LPA entered the facility through the facility's central entry point. 1 resident was observed watching TV in the living room. LPA was screened by staff upon entrance. At 12:51 PM, a tour of the facility was conducted. The facility's screening procedures were reviewed. COVID-19 postings including hand-washing and infection control guides were observed throughout the facility including on the main entrance, hallways, and bathrooms. Staff were observed wearing face coverings.

The facility has a supply of personal protective equipment (PPE) including face shields, isolation gowns, gloves, and face masks. Hand sanitizers, soap, and single use hand towels were observed available. The facility has at least 30 days' supply of residents' medications. At least 2 days' supply of perishable food and at least 1 week's supply on non-perishable food supply was observed in the premises.

Per Administrator, all residents and staff are fully vaccinated against COVID-19. The facility is currently accepting visitors inside the facility. A designated visitation area is available.
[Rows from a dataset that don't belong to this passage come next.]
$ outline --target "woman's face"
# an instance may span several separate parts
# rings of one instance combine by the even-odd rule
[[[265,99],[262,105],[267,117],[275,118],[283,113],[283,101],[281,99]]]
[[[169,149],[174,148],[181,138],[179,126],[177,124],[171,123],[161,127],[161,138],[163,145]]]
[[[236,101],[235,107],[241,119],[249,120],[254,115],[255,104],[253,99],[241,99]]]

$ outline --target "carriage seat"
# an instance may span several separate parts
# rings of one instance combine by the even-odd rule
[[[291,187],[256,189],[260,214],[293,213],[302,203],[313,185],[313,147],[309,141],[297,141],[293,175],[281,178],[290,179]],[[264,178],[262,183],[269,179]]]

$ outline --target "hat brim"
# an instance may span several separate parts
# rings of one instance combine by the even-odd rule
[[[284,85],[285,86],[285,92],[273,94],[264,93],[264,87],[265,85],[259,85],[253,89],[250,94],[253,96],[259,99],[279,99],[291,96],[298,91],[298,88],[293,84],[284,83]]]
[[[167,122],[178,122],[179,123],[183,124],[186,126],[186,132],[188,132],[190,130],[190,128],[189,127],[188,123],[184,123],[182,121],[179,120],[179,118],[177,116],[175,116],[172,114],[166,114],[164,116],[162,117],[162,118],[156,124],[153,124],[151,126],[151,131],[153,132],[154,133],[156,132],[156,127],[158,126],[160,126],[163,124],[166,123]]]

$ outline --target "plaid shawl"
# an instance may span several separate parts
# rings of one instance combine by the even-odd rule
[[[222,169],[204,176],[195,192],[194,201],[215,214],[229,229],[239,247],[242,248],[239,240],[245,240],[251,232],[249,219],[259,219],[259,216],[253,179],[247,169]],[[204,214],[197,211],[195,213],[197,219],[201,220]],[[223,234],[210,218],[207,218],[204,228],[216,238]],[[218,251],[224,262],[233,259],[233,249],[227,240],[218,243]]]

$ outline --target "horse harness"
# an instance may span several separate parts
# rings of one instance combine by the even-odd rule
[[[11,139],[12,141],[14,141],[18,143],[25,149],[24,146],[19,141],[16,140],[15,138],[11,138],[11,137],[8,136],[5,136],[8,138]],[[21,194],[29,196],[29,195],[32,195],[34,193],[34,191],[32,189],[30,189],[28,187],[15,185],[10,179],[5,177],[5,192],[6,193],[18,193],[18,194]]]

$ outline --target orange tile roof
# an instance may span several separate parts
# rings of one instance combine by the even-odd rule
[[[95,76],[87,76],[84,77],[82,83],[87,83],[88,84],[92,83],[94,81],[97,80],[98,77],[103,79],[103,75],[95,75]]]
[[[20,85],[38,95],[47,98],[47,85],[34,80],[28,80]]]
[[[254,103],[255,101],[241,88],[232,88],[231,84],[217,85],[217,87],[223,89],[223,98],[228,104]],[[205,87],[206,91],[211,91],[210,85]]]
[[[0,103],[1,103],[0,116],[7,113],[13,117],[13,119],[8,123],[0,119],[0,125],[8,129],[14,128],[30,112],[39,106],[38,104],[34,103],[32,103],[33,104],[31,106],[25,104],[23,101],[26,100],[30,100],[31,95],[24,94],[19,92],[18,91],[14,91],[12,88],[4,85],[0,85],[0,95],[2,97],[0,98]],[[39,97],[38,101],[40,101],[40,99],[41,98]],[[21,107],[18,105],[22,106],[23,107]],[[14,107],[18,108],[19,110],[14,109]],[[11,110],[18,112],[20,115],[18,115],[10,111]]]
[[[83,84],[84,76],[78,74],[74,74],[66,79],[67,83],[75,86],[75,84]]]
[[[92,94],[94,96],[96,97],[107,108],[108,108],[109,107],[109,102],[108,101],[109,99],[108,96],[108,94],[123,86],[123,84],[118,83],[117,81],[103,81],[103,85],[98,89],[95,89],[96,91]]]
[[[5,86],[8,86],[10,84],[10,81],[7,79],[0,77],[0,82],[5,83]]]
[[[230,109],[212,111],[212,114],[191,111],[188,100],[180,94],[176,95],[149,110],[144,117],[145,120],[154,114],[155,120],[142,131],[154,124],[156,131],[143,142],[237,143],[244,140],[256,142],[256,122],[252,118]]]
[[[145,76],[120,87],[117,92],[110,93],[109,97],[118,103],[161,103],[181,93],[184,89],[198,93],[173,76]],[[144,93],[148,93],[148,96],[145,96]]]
Exit routes were observed clear and unobstructed. No open bodies of water were observed. Resident roster with current emergency contact information is available.

The facility's COVID-19 mitigation plan was reviewed and discussed with Administrator.

No deficiencies were cited. Exit interview conducted with Administrator and a copy of this report was provided during visit.
SUPERVISORS NAME: George Nwafor
LICENSING EVALUATOR NAME: Gladys Kuizon
LICENSING EVALUATOR SIGNATURE: DATE: 07/07/2021
I acknowledge receipt of this form and understand my licensing appeal rights as explained and received.
FACILITY REPRESENTATIVE SIGNATURE: DATE: 07/07/2021
This report must be available at Child Care and Group Home facilities for public review for 3 years.